Fail shard when index service/mappings fails to instantiate #10283

kimchy · 2015-03-26T18:29:15Z

When the index service (which holds shards) fails to be created as a result of a shard being allocated on a node, we should fail the relevant shard, otherwise, it will remain stuck.
Same goes when there is a failure to process updated mappings form the master.

Note, both failures typically happen when the node is misconfigured (i.e. missing plugins, ...), since they get created and processed on the master node before being published.

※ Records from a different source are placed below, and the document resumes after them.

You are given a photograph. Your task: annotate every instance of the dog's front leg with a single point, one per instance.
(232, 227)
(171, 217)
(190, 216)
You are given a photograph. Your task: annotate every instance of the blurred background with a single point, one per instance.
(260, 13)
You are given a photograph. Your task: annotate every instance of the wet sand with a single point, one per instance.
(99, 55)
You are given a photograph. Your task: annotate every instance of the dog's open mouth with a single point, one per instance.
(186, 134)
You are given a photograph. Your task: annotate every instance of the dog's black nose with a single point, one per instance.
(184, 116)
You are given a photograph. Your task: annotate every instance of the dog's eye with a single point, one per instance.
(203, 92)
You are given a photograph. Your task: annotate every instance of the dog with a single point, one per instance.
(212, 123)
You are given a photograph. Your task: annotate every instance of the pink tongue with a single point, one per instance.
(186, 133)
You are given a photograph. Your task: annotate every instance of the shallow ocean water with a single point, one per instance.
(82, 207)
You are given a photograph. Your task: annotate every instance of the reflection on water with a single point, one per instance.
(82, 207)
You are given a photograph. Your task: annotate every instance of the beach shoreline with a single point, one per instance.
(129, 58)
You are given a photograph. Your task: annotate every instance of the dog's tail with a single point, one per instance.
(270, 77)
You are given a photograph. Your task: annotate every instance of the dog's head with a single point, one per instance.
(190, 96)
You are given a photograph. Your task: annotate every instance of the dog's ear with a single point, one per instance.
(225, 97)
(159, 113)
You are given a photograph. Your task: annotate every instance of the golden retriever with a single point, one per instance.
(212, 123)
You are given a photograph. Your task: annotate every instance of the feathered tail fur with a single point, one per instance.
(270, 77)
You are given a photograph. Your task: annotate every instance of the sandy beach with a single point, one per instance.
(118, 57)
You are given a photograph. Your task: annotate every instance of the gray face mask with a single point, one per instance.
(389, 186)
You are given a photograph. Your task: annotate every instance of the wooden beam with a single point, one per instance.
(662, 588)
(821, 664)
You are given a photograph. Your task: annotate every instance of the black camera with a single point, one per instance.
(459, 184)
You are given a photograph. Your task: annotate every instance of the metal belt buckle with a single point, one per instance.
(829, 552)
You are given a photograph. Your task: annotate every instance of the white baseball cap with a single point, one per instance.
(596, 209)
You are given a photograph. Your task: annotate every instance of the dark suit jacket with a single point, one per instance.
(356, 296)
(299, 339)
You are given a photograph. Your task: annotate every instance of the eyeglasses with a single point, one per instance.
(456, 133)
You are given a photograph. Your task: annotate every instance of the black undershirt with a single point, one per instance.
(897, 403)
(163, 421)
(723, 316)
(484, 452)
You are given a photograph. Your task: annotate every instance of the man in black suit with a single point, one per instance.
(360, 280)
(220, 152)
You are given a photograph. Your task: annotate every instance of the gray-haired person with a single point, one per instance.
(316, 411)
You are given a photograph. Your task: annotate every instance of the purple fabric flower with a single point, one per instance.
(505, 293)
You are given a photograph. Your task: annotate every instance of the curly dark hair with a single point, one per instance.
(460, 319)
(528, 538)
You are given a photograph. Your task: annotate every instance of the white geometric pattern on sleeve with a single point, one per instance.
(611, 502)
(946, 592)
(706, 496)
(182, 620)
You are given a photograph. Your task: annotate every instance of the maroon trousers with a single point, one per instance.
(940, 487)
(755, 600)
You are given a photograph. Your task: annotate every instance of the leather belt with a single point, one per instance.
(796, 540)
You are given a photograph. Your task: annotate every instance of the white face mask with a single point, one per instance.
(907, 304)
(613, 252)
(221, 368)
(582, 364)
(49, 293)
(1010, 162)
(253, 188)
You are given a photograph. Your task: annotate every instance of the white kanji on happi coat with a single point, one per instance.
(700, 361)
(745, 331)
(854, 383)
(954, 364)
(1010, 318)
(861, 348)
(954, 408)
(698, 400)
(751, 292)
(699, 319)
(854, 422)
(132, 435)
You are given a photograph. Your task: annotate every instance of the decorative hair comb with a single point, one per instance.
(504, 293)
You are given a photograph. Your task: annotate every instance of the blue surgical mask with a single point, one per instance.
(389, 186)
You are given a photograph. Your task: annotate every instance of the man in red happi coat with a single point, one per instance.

When the index service (which holds shards) fails to be created as a result of a shard being allocated on a node, we should fail the relevant shard, otherwise, it will remain stuck. Same goes when there is a failure to process updated mappings form the master. Note, both failures typically happen when the node is misconfigured (i.e. missing plugins, ...), since they get created and processed on the master node before being published. closes elastic#10283

dakrone · 2015-03-26T18:46:58Z

src/main/java/org/elasticsearch/indices/cluster/IndicesClusterStateService.java

+                    logger.warn("[{}] failed to create index for shard {}", e, indexMetaData.index(), shard.shardId());
+                    failedShards.put(shard.shardId(), new FailedShard(shard.version()));
+                    shardStateAction.shardFailed(shard, indexMetaData.getUUID(),
+                            "failed to create index to allocated shard " + shard.shardId() + ", failure " + ExceptionsHelper.detailedMessage(e),


I think "allocated" should be "allocate" here.

dakrone · 2015-03-26T18:47:31Z

Left one comment about grammar, but LGTM otherwise

kimchy · 2015-03-26T20:58:12Z

@dakrone thanks for the review, updated the log message, will wait for another review

bleskes · 2015-03-27T13:42:15Z

src/main/java/org/elasticsearch/indices/cluster/IndicesClusterStateService.java

-                } catch (Exception e) {
-                    logger.warn("[{}] failed to create index", e, indexMetaData.index());
+                } catch (Throwable e) {
+                    logger.warn("[{}] failed to create index for shard {}", e, indexMetaData.index(), shard.shardId());


does it make sense to put the "fail a shard" logic under a method? to make sure we don't forget to put it in failedShards etc.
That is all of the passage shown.